The year under review was notable for the continuing low interest rate environment globally, growing levels of household debt in Canada, and unsettled international markets. In 2015-16, the Office of the Superintendent of Financial Institutions (OSFI) undertook a number of initiatives to address growing risks in these areas, and others, in order to further strengthen Canada’s system of financial regulation and supervision.

In August 2015, OSFI issued a draft Operational Risk Management guideline for public consultation. The guideline recognizes that regulated entities will have different operational risk management practices depending on such factors as their size, ownership structure, complexity of operations and risk profile. This principles-based approach to regulation gives Canadian financial institutions some flexibility in how they manage their risks, supporting effective competition.

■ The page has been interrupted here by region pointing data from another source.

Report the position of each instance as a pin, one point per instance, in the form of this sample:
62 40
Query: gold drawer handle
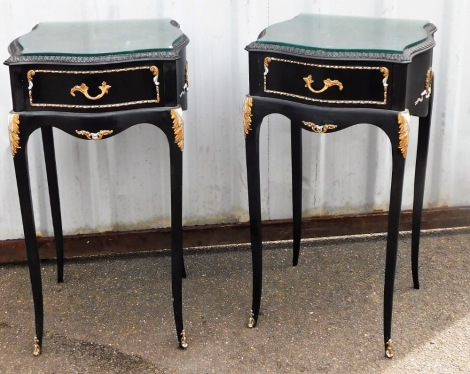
319 129
94 135
83 88
327 84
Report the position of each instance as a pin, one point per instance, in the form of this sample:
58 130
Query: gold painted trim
247 106
319 129
389 349
178 127
385 72
184 340
267 61
327 83
83 88
404 131
153 69
94 135
36 347
251 320
155 73
14 131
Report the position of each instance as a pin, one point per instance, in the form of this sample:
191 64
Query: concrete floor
113 315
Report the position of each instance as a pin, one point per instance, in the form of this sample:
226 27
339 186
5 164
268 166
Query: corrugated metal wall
122 183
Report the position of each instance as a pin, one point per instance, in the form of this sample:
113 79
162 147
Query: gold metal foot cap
37 347
183 340
389 349
251 320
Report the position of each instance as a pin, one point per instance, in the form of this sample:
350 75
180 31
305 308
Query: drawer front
95 89
331 84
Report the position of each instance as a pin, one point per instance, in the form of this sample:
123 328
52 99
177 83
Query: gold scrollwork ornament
83 88
94 135
327 83
404 119
178 126
247 105
319 129
14 131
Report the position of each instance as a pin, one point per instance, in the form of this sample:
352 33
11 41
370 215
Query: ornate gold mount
36 347
327 83
389 349
178 127
247 105
403 131
251 320
94 135
14 130
183 340
427 87
319 129
186 81
83 88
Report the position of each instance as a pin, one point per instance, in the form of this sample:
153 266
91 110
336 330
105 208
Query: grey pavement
114 315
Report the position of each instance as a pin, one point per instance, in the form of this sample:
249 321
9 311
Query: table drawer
94 89
327 83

In March 2016, OSFI issued the draft Life Insurance Capital Adequacy Test (LICAT). The LICAT is the culmination of over a decade of work undertaken to replace the current Minimum Continuing Capital and Surplus Requirements guideline, which has been in place since 1992. The draft guideline takes into account the current economic realities of the life insurance business, recent developments in actuarial and financial reporting standards as well as economic and financial practices, and international trends in solvency frameworks. OSFI will be receiving input from the industry over the summer months and expects to be able to release the guideline in final form in the fall of 2016.

The year under review saw OSFI’s continuing collaboration with our federal financial regulatory partners. During the year, I chaired four meetings of the Financial Institutions Supervisory Committee (FISC) composed of the Governor of the Bank of Canada, the Deputy Minister of Finance, the chair of the board of directors of Canada Deposit Insurance Corporation and the Commissioner of the Financial Consumer Agency of Canada. Bi-laterally, we worked with the Bank of Canada to conduct macro stress-tests and with Canada Deposit Insurance Corporation and the Department of Finance on a bail-in regime. Our strong relationships with our FISC partners continued to support Canada’s robust financial system.      

Internally, our focus continued to be on supporting a high-performing workforce. In this area, we developed a cyber security strategy and action plan, which will be implemented in the coming years. We also began migrating content into a new documents and record management system, which will ensure employees have access to the information they need when they need it. Our intranet was upgraded so that all employees can be kept informed in a timely manner of corporate news as well as well as the initiatives being worked on by their colleagues across the office.

I continue to be impressed by the sustained dedication of my OSFI colleagues. Their professionalism, knowledge and integrity greatly contribute to our collective success as Canada’s financial services regulator and supervisor.